DAVIS: High-Quality Audio-Visual Separation with Generative Diffusion Models
We propose DAVIS, a Diffusion model-based Audio-VIusal Separation framework that solves the audio-visual sound source separation task through a generative manner.
摘要
评审与讨论
In this work, the authors introduce a novel audio-visual speech separation framework grounded in a separation network and a diffusion process. They employ the existing UNet architecture with multiple attention mechanisms as their speech separation model. The exemplary performance of their model is demonstrated on both domain-specific and open-domain datasets, highlighting the advantages of the diffusion approach in the context of speech separation.
优点
The paper is lucid and puts forth intriguing concepts. Employing a conditional diffusion model for generating separated sound sources marks a successful endeavor in the realm of auditory separation. The model achieves state-of-the-art separation performance on both the MUSIC and AVE datasets. Furthermore, the authors provide a detailed account, ensuring the training and inference of the model exhibit commendable reproducibility.
缺点
-
The architecture's resemblance to the application of the conditional diffusion model in the audio-visual speech separation domain — a method frequently seen in generative tasks within computer vision — seems more akin to method transfer, which dilutes the unique contribution of this paper. While the authors discuss the distinctions from existing conditional diffusion models in the appendix, these differences appear minimal. As I understood, the distinctions lie only in different inputs and outputs and variations in noise scheduling.
-
The discussion about existing diffusion-based speech separation models is perplexing. Different acoustic features as inputs don't inherently denote differences in diffusion model strategies. Furthermore, audio-visual speech separation and audio separation naturally embody different architectures and don't present direct comparability; they represent distinct tasks. For instance, would incorporating visual features into DiffSep yield results analogous to the DAVIS model to some extent?
-
Concerning dataset selection for comparisons, MUSIC and AVE exhibit similar characteristics, revolving around sound effects or musical events. Though the paper claims superior performance on open-domain datasets, I suggest the need to display model performance on widely used datasets in audio-visual separation, like LRS2, LRS3, and VoxCeleb2. These datasets, especially VoxCeleb2, with its thousands of unique speakers, might offer a more comprehensive view of open-domain results, given the limited types found in MUSIC and AVE.
-
The authors' assertion of speeding up the diffusion model's sampling steps might result from cleaner separation features guided by visual information. If so, the essentiality of the diffusion model itself becomes questionable.
-
Referring to Figure 4, I am skeptical about the over-separation caused by the DAVIS model. The removal of low-frequency parts on the right side of the Ground truth by the DAVIS model might not necessarily be due to capturing relevant semantic information. A single example isn't representative of the overall character. Thus, the authors' claim in Figure 4 that the DAVIS model can accurately learn audio-visual correlations and possesses the capability to capture complex data distributions doesn't seem well-founded.
问题
-
Ablation Study: I recommend including parameter count and computational cost in Table 2 for the ablation study section. This would help elucidate the reasons behind performance improvements when different components are introduced or altered. For example, substituting ResNet with a Time attention block in the 'Middle' column of Table 2 likely increases the model's parameters. Similarly, replacing ResNet with a Time-frequency attention block is expected to boost parameter count considerably. This leads to an essential question: is the observed performance enhancement attributed to the increase in the number of parameters?
-
Sampling Steps in Diffusion: I request the presentation of results for diffusion sampling steps in the range [1,5]. The underlying concern is whether even a single step could produce satisfactory results, raising a pertinent question about the necessity of the diffusion model in this specific task.
-
Model Performance sans Diffusion: To further address the doubt above, verifying the model's performance in the absence of the diffusion component is essential. Such an evaluation would illuminate the diffusion model's role and indispensability.
-
Addressing Weakness (5): To counter the concern presented in the fifth Weakness, the authors should furnish statistical results from the complete test set. This would substantiate the validity of their claims and conclusions.

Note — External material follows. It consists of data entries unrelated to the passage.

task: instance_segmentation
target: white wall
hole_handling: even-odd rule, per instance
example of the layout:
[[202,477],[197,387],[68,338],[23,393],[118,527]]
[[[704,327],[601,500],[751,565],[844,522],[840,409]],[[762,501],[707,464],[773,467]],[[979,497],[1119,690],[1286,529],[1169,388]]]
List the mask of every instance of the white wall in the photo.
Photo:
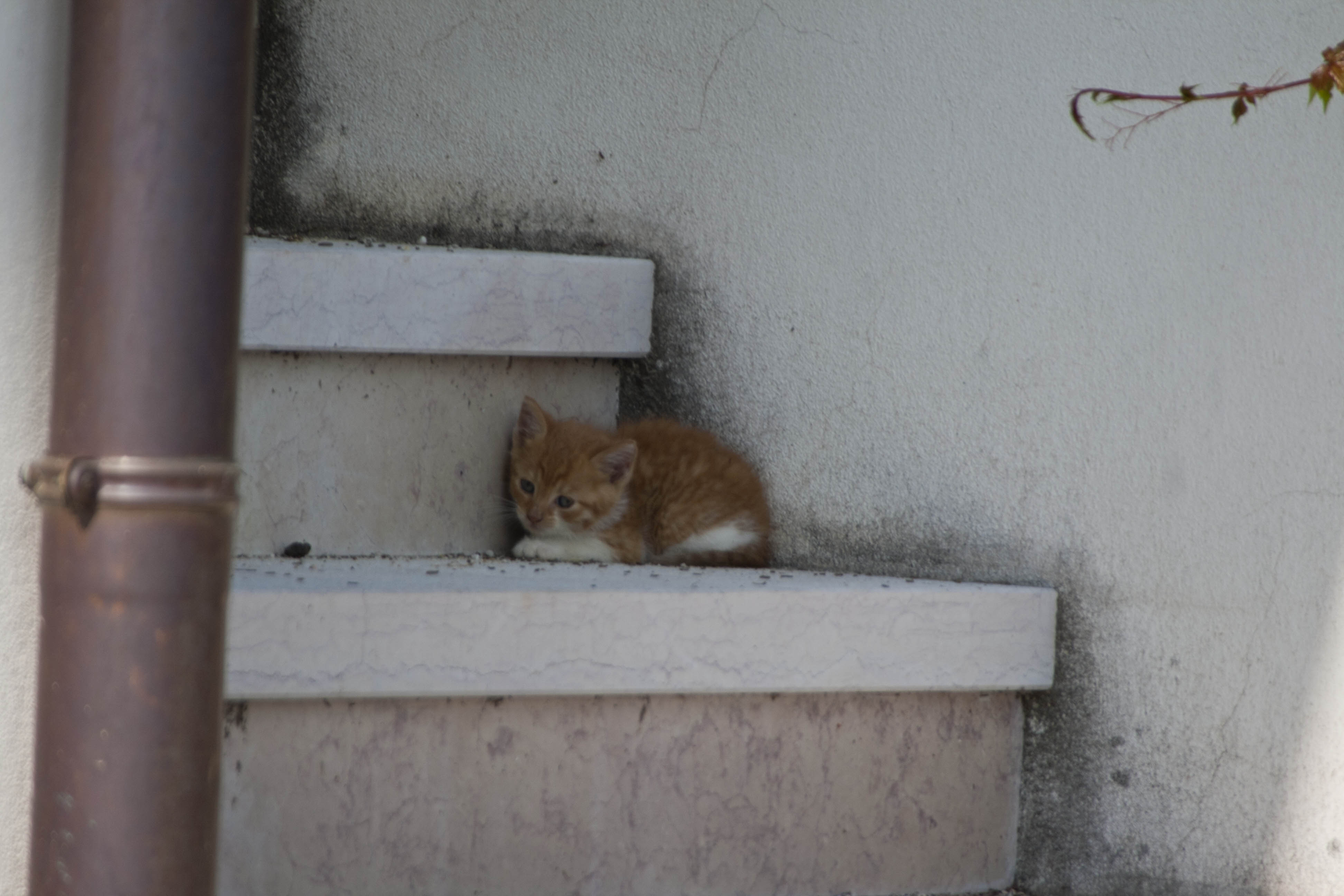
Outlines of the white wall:
[[1024,884],[1340,892],[1344,109],[1066,109],[1339,9],[285,0],[253,220],[655,258],[625,407],[759,463],[784,563],[1060,588]]
[[0,4],[0,893],[28,881],[39,513],[17,485],[47,441],[66,5]]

This paper presents a diffusion model approach to the audio visual source separation problem. The method takes an audio mixture and an image of the desired source category and uses that to predict the output magnitude of the desired sound through an iterative diffusion denoising process. Experiments are conducted on several public datasets and comparison are made with existing methods.
优点
This is a new take on the audio-visual source separation problem which incorporates recent advances in diffusion generative models. The method is well explained and easy to understand. Even though it seems like a combination of existing methods, there are a few sections such as fusing the visual features into the audio generator which are non-obvious and definitely novel. I also appreciate the detailed supplementary website provided. The authors walk through examples clearly which help the reader understand the performance and the comparison with other methods.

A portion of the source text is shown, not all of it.